Dès la fin de l’été, les bénévoles devront sortir leur portefeuille pour la vérification de leurs antécédents judiciaires par l’entremise du Service de police d’Ottawa (SPO).

La Commission des services policiers a tranché lundi et a statué que dès le 1er septembre, un tarif de 10 $ sera imposé aux bénévoles qui effectueront une telle demande, un service qui était jusqu’à maintenant offert sans frais. 

Les frais doubleront par la suite à compter du 1er janvier 2020, passant à 20 $ par vérification. 

À l’inverse, il a été décidé que les frais exigés pour les employés seront abaissés de 90 $ à 65 $. 

On estime qu’il en coûte en moyenne 63 $ pour faire une telle vérification, si bien qu’avec les 75 000 demandes par an, la facture s’élève à plus de 4,7 millions $. 

Or, en raison de la gratuité pour les bénévoles, la Ville estimait qu’il y avait un manque à gagner de 2,4 millions $. 

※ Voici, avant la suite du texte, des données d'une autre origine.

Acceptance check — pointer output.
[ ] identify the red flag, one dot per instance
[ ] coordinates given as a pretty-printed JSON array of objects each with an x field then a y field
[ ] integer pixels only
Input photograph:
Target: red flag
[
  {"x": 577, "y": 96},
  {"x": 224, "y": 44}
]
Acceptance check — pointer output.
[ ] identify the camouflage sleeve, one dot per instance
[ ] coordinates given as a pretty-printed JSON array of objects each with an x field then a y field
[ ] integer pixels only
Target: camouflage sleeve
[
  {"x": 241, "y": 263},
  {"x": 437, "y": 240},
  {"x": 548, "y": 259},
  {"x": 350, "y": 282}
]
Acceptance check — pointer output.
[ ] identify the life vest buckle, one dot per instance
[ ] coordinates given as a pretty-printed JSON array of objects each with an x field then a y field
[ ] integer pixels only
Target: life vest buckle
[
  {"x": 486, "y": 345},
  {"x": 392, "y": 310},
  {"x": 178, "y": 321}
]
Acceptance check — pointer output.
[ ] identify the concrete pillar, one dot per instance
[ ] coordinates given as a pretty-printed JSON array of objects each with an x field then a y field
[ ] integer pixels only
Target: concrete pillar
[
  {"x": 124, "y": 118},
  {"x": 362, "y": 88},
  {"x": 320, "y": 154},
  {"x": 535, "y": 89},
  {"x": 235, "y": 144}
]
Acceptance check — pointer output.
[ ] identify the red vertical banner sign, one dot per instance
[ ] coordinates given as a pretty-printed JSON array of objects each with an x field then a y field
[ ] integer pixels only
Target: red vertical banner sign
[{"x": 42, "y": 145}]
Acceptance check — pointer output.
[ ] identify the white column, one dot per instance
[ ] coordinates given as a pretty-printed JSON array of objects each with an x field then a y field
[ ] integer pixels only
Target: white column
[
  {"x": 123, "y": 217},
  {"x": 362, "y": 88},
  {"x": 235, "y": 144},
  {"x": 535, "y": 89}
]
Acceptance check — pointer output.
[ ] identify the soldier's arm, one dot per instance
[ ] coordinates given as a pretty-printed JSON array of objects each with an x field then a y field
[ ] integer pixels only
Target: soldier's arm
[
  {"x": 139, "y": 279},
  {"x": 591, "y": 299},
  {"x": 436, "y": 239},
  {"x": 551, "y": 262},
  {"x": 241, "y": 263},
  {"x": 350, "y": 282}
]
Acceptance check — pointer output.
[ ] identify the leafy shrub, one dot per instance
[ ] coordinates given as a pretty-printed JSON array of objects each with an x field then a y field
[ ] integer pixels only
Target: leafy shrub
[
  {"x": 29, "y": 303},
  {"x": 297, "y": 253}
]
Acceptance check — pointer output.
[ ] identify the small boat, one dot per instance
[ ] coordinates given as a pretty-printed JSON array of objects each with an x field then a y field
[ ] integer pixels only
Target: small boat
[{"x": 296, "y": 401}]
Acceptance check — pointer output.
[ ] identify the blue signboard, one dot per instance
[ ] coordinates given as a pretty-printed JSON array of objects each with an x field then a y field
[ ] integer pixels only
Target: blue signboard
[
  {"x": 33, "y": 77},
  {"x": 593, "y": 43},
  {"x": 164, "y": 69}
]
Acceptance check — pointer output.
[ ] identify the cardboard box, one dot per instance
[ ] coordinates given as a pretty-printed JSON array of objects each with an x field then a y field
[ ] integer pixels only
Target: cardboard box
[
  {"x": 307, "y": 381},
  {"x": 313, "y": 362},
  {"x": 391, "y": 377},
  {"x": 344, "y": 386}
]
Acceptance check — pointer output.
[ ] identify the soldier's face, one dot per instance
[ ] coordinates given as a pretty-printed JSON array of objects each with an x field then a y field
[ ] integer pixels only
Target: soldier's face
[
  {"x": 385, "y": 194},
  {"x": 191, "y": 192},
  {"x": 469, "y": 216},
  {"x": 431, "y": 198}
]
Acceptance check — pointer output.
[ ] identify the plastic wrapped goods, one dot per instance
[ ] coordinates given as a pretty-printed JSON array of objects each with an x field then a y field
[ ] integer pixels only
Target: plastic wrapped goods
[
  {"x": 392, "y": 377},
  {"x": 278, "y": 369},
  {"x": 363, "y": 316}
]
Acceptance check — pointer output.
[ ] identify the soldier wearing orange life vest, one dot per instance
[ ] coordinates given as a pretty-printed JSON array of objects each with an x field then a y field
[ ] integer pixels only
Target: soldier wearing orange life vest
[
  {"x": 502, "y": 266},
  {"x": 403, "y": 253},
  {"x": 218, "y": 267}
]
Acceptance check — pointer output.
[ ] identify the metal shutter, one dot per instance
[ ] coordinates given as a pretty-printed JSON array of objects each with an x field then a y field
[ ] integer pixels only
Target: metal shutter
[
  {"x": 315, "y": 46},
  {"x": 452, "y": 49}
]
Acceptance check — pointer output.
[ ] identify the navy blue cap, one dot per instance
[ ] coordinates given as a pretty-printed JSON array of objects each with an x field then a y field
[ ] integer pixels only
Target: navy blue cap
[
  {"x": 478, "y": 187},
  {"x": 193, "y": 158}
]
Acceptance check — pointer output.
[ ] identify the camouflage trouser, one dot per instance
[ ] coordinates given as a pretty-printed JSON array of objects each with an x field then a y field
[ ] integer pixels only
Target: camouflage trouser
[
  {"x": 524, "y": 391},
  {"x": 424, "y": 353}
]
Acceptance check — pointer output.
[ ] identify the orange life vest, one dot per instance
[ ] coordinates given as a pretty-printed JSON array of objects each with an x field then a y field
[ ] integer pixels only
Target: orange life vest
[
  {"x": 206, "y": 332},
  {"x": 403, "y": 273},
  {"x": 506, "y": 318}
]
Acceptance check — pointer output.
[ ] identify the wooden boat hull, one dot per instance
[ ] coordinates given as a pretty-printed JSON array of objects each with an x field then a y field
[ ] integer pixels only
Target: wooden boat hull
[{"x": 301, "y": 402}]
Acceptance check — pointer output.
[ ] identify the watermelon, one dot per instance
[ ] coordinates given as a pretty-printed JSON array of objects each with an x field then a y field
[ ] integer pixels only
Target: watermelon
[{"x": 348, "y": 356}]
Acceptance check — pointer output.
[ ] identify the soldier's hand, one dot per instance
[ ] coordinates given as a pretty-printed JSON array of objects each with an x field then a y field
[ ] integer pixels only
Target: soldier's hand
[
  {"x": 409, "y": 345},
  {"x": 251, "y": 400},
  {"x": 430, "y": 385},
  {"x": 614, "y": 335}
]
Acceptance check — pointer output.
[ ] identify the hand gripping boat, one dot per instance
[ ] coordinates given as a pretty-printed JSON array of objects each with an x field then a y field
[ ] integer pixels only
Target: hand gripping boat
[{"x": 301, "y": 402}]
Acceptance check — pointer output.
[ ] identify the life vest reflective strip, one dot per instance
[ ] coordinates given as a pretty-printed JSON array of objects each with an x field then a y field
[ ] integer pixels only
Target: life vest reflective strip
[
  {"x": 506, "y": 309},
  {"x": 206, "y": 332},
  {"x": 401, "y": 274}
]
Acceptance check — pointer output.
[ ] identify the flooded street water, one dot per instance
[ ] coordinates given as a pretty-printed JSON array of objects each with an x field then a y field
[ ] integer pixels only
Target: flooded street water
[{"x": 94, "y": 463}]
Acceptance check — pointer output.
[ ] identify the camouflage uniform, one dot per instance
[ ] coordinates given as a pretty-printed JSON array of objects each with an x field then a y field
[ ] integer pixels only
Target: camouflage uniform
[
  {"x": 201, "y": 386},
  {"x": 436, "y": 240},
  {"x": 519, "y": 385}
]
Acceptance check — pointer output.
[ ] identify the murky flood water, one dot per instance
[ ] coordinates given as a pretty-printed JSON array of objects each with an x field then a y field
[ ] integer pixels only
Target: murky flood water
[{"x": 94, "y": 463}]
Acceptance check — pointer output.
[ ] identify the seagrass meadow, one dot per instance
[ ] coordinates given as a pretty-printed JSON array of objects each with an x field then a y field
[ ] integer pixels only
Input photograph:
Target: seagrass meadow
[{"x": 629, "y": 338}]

Selon la Ville d’Ottawa, 68 % des vérifications d’antécédents judiciaires sont effectuées pour des employés, tandis que 32 % concernent des bénévoles. Dans près de neuf cas sur dix (88 %), il s’agit d’adultes. 

L’an dernier, un sondage avait permis d’apprendre que 69 % des citoyens jugeaient que les bénévoles ne devraient pas débourser pour ce type de service. 

Près des deux tiers (64 %) des répondants privilégiaient le statu quo pour la tarification (90 % pour les employés et gratuité pour les bénévoles).

Ce dossier a aussi fait jaser sur la rive québécoise ces derniers mois alors que plusieurs organismes communautaires et sportifs ont dénoncé la perte de la gratuité de la vérification des antécédents judiciaires des bénévoles

Une lettre ouverte a entre autres été envoyée au premier ministre François Legault à ce sujet. 

Depuis 2015, la vérification ne se fait plus gratuitement auprès de la Sûreté du Québec mais plutôt auprès de firmes privées, si bien que le coût s’élève jusqu’à 80 $ par cas. 

La Fédération des centres d’action bénévole du Québec indiquait en avril qu’elle négocie depuis deux ans avec le gouvernement pour qu’il revienne sur sa décision.

Le Service de police de la Ville de Gatineau (SPVG) effectue quant à lui toujours cette vérification sans frais.